Mam w tej chwili Audi A4 i poprostu szlak mnie trafia jak trzeba raz na rok wywalic 2000 zł na zawieszenie bo jest stworzone na niemieckie autostrady a nie na bezdroza polskie.

pozdrawiam wszystkich

PostNapisane: 30 lip 2008, 14:25
przez tarkan
Od momentu zakupu (i wymiany od razu przedniego wahacza), jeżdżę drugi rok, oszczędzając oczywiście autko i w ramach możliwości robiąc slalomy między dziurami. Po ostatnim przeglądzie wykonanym 3 tygodnie temu – wszystko ok. Czyli 2 lata bez zbędnych wydatków. Także nie jest źle.

Mazda też nie jest tworzona na polskie drogi, ale jak się umiejętnie korzysta z auta to efekty w postaci oszczędności w budżecie widać.

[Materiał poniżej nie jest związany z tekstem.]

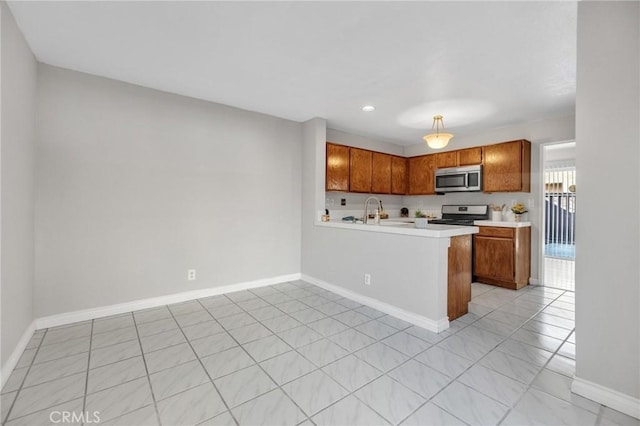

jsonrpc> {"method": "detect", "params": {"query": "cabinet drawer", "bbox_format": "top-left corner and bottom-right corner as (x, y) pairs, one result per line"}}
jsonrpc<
(477, 226), (515, 238)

Jeśli chodzi o koszt oryginalnego wahacza, to akurat ten, który był u mnie wymieniany kosztował coś koło 800-1000 PLN, już dokładnie nie pamiętam.

PostNapisane: 30 lip 2008, 14:35
przez hutto
z czesci jakie ogladalem na allegro wynika ze Mazda 6 tez ma wielowahaczowy system zawieszenia tak?

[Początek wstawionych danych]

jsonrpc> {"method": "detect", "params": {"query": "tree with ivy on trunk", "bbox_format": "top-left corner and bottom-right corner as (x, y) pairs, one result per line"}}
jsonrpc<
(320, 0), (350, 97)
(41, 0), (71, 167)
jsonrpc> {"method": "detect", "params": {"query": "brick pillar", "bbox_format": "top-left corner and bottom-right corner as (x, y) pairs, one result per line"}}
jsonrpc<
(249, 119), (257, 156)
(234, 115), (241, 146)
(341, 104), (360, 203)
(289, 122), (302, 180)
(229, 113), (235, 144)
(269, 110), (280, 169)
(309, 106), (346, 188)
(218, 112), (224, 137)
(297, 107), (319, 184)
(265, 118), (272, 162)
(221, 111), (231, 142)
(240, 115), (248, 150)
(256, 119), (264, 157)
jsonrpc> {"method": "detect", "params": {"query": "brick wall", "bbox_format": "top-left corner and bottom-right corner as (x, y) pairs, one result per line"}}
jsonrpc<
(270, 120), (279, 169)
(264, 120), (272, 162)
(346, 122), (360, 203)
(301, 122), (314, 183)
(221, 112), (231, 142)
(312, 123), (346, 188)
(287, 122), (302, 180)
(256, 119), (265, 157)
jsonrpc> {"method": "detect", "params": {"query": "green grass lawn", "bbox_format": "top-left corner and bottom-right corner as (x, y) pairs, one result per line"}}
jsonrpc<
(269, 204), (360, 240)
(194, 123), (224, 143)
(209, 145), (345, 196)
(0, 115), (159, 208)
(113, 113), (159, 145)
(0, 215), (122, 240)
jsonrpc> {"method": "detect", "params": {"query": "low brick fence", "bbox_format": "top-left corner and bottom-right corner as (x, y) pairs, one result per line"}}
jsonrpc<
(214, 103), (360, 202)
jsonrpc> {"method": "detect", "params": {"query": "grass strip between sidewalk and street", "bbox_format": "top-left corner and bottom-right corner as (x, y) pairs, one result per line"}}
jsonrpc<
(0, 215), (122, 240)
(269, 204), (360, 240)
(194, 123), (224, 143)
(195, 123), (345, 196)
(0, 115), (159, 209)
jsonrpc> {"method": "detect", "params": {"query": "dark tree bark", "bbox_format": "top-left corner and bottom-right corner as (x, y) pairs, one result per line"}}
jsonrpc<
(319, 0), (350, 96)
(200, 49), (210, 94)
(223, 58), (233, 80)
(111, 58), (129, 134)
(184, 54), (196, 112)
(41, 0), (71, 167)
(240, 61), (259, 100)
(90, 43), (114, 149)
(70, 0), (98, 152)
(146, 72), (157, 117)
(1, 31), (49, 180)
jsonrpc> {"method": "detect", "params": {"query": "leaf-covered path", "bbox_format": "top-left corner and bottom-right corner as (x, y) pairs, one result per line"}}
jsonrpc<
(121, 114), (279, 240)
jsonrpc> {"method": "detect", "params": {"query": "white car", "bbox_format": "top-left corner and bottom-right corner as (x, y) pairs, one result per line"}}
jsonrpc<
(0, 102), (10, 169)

A jak wyglada sytuacja jesli chodzi o zamienniki jakie sa ceny mieszkam na lubelszczyznie czyli w Polsce "B" a tam absolutnie nikt nie ma zamiaru jakichkolwiek drog robic wiec musze kupic auto ktore wytrzyma tego typu drogi jakie tutaj wystepuja Audi niestety nie daje absolutnie rady :( :( :(

PostNapisane: 30 lip 2008, 14:42
przez Myjk
U mnie już po 9kkm nawala przedie zawieszenie.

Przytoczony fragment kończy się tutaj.